According to the contract between teachers and the district, administrative officials can dismiss a teacher at the end of his or her first, second or third year of teaching for any reason.
But Allun Hamblett, executive director of human resources for the district, said he thinks 60 non-renewals sounds “bizarre.” Hamblett said he did not know how many teachers received non-renewals, but said some of those teachers could resign as annual contract teachers, which would factor into the figure.
Hamblett said the district is not reducing its workforce by not renewing contracts.
“We do have teaching positions we are concerned about,” he said. “And if we have to make cuts, it would be annual contract teachers first, but we aren´t cutting people now.”
Hamblett said there are some secondary school issues the district is working on in regard to teachers.
But Farmar said it goes beyond that. He showed the Daily News a copy of an elementary school teacher´s review dated March 25 that showed the teacher received high marks from her superior. But about two weeks later, the same teacher received a letter that her contract was not going to be renewed.
Farmar did not identify the teacher in question.
“These teachers have done everything asked of them. They are exceptional, and they are not getting renewed,” he said.

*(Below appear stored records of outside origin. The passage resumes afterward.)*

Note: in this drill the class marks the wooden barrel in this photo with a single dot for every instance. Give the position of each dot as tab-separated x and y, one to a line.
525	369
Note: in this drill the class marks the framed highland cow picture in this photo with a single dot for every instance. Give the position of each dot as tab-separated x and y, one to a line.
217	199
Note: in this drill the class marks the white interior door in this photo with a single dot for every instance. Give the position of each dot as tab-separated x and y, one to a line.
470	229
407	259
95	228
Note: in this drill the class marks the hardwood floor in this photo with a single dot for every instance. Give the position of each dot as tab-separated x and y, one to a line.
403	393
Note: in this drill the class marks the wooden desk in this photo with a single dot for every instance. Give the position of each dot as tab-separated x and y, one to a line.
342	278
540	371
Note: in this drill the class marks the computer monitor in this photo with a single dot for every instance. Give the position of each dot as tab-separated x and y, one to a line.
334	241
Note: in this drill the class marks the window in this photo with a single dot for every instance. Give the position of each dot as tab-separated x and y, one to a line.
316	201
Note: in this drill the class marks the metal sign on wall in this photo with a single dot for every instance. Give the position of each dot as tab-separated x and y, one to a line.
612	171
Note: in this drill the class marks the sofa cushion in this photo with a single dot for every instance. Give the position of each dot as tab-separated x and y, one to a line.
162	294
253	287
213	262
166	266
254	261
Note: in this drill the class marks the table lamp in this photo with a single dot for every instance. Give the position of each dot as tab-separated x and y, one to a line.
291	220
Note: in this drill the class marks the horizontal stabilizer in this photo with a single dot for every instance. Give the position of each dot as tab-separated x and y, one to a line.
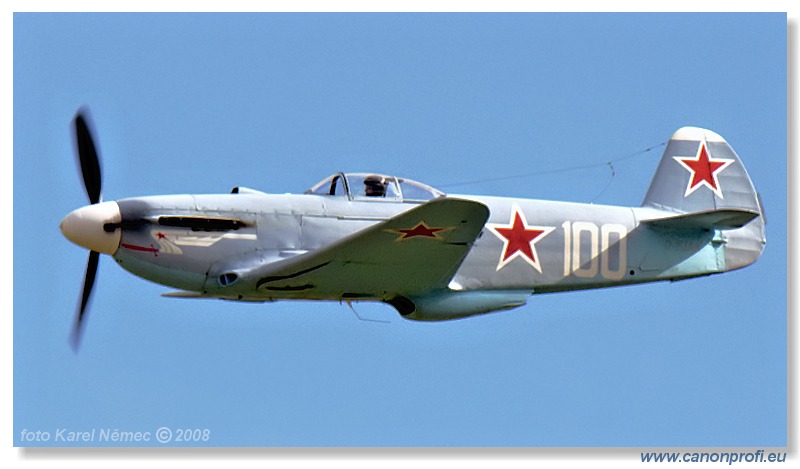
723	219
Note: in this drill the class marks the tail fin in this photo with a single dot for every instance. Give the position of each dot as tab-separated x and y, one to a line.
699	172
700	175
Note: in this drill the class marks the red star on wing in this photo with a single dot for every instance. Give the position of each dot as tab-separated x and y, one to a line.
421	230
704	170
519	239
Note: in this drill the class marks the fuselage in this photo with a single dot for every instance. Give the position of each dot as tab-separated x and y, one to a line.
526	245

Hamblett said an evaluation does not completely reflect why a teacher would not be asked back. He said there could be other issues, including professional practice issues, that could not be resolved and would lead the district to not renew a contract.
Hamblett said the district needs to ensure that it has the best teachers in place at the end of their three years of annual contracts because after a teacher has been in the district four years, it is harder to weed out the bad because teachers are guaranteed a spot.
“We need to have the best teachers in the different positions,” he said. “Once you have that fourth year, you essentially have a contract for life. It is times like the one we are going through now where we need to make sure we have good standards for our teachers.”
Collier County will not hold a job fair this year either as a result of a declining student enrollment. Last year, the district brought about 200 new teachers in for interviews as part of its hiring fair.